Выбрать главу

Основное внимание на встрече Эйзенхауэр решил сосредоточить на ограничении вооружений под открытым контролем, который осуществлялся бы путем свободного полета над территорией обеих стран самолетов, оборудованных новейшими средствами обнаружения военных объектов. Этот план «открытого неба» Эйзенхауэр огласил еще до встречи в верхах, на пресс-конференции 6 июля. Посыпались вопросы о степени надежности такого контроля: русские, мол, согласятся на сокращение вооружений, а затем станут производить новые средства ведения войны на тайных предприятиях. Эйзенхауэр заверил журналистов, что существует масса путей обнаружения подобных предприятий, коммуникаций к ним, аэродромов, пусковых ракетных установок и т. д.{649}

Госдепартаментом был подготовлен текст приветственной речи президента на открытии конференции. В основном согласившись с ним, Дуайт устранил наиболее острые выражения, употребление терминов «коммунизм» и «Советы» в негативном смысле, придал всей речи конструктивный дух. Несмотря на возражения Д.Ф. Даллеса, президент включил в речь слова о том, что он призвал всех американцев в день открытия конференции отправиться в церкви и молиться за мир{650}. Непосредственно перед отлетом в Женеву Эйзенхауэр выступил по радио и телевидению с обращением к американцам, в котором в самой общей форме выразил надежду на изменение духа американо-советских отношений, которое должно привести к миру, процветанию и спокойствию, ранее невиданным в истории человечества, завершив выступление теми самыми словами, которые включил в предстоявшую приветственную речь, — призывом молиться за мир{651}.

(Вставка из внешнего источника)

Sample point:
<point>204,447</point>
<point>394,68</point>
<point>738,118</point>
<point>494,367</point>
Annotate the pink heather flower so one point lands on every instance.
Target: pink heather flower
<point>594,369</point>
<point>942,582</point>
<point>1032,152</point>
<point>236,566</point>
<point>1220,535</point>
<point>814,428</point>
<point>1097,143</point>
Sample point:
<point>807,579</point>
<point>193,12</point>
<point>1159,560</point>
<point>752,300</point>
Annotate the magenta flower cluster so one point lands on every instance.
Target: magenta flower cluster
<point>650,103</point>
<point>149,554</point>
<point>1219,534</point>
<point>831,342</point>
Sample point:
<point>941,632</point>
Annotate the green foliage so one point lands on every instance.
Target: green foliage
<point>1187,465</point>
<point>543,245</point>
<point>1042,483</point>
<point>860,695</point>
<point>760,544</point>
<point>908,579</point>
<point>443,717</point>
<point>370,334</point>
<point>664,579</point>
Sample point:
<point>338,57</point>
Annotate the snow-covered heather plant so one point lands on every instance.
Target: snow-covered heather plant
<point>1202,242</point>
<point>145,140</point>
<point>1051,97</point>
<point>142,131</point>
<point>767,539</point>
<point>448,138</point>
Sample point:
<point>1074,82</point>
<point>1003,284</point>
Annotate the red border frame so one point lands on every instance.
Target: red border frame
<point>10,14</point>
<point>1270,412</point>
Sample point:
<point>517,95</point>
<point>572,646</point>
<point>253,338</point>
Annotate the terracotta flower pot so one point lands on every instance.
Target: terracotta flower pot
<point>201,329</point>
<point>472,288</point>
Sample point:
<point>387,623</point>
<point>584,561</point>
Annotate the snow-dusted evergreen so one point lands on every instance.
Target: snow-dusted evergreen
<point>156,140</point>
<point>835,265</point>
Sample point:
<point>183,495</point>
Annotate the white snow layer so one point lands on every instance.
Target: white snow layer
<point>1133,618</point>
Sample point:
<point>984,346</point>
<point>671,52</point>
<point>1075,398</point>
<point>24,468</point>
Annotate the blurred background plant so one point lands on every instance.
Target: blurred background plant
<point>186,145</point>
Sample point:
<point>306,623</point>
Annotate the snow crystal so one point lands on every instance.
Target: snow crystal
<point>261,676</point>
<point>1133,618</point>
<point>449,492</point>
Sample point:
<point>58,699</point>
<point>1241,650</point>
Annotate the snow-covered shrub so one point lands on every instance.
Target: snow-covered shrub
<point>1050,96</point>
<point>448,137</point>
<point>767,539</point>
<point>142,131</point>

Эйзенхауэр отправился в Женеву в сопровождении не только жены, но и сына, который как раз в это время окончил Командно-штабное училище и, получив положенный месяц отпуска, присоединился к родителям.

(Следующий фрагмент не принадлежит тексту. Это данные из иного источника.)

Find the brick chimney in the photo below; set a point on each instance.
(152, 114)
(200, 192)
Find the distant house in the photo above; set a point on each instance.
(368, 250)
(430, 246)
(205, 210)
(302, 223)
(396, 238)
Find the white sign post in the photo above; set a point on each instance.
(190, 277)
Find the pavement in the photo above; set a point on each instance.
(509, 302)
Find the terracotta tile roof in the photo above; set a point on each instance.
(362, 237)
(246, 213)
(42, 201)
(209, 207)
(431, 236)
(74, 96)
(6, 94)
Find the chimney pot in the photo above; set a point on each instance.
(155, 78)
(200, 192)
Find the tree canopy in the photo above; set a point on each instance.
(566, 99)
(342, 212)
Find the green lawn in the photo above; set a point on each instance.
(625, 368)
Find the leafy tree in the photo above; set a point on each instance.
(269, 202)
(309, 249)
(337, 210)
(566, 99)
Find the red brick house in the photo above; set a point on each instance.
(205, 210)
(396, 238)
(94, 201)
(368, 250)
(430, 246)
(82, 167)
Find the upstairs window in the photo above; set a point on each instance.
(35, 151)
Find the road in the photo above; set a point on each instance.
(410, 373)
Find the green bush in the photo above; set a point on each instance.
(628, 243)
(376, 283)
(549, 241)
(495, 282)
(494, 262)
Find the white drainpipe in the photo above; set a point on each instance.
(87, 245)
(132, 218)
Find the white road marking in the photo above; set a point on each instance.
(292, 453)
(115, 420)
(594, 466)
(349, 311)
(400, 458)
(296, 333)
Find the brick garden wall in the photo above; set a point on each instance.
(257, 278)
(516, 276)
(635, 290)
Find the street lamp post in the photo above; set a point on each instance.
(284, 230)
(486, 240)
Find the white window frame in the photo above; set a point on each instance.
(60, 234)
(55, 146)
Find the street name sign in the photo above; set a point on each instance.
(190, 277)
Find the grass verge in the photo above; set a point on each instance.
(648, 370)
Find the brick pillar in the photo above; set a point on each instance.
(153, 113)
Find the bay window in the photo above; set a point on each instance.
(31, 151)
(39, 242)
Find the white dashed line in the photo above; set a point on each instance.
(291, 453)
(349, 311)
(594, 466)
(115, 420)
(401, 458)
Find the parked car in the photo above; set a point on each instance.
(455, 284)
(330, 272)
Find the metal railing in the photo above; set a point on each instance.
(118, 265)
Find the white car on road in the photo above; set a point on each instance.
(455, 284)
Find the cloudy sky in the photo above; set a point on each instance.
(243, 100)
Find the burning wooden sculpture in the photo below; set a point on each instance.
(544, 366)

Дуайт поручил Джону в течение всей конференции (18–23 июля) находиться как можно ближе к Жукову и внимательно слушать, что он будет говорить, иногда провоцируя его вопросами. Но в этом не возникло необходимости. Во время первого же приема отец и сын Эйзенхауэры оказались рядом с Жуковым, который сообщил, что как раз в это время его дочь выходит замуж, но он отказался участвовать в празднестве, чтобы «увидеть старого друга».

Понимая, что это всего лишь дань вежливости, Дуайт тут же повернулся к помощнику и распорядился подготовить для молодоженов и отца невесты сувениры, в том числе портативный радиоприемник — их только начали производить в США.

Эйзенхауэр был удивлен растерянности Жукова. Маршал произнес нечто вроде того, что в СССР «некоторые факты не соответствуют своему внешнему виду». Жуков говорил тихим голосом. «У него не было прежней живости и, в отличие от прошлого, он не улыбался и не шутил». (На самом деле Жуков и раньше, во всяком случае при посторонних, не улыбался и не шутил.)

Эйзенхауэр пришел к выводу, что его предположения о «закулисном диктаторе» не соответствуют действительности{652}. Это впечатление подтвердилось во время ужина, на который президент пригласил бывшего товарища по оружию. В беседе, проходившей лишь с участием переводчиков, советский маршал всячески уклонялся от политических тем{653}.

Теперь оставалось выяснить, в чьих руках — Булганина или Хрущева — находится власть. Произошло это уже в ходе заседаний. Пока же на открытии конференции Эйзенхауэр отказался от миротворческих интонаций, содержавшихся в проекте его вступительной речи, и выдвинул на первый план вопрос об объединении Германии на основе свободных выборов, причем подчеркнул, что единое германское государство должно иметь право на самооборону, что означало наибольшую вероятность присоединения Германии к НАТО. Говорил он и об угрозе мирового коммунизма, то есть использовал те пассажи, которые отверг в проекте речи. Причины такого крутого изменения позиции заключались, видимо, в том, что в последний момент, увидев (или предположив) нестабильность советского руководства, Дуайт решил поднять планку дискуссии, выступив с большими запросами, чтобы потом сделать вид, что идет на уступки.

Однако сближения точек зрения не произошло. Советская делегация предложила сократить вооружения, но предложения носили общий характер и не предусматривали мер проверки.

Эйзенхауэр был потрясен, когда на его вопрос, почему русские опасаются свободных германских выборов, Хрущев ответил: «У немецкого народа не было достаточно времени, чтобы узнать о великих преимуществах коммунизма». Советская сторона настаивала на создании единой Германии только при условии ее разоружения и нейтрального статуса. Американский президент с ходу отверг это предложение. В свою очередь его старания поставить на рассмотрение ситуацию в государствах Восточной Европы не дали результата — на этот раз Булганин представил их как попытку вторжения во внутренние дела других стран{654}. Эйзенхауэру всё еще не было ясно, кто играет первую скрипку в советской делегации.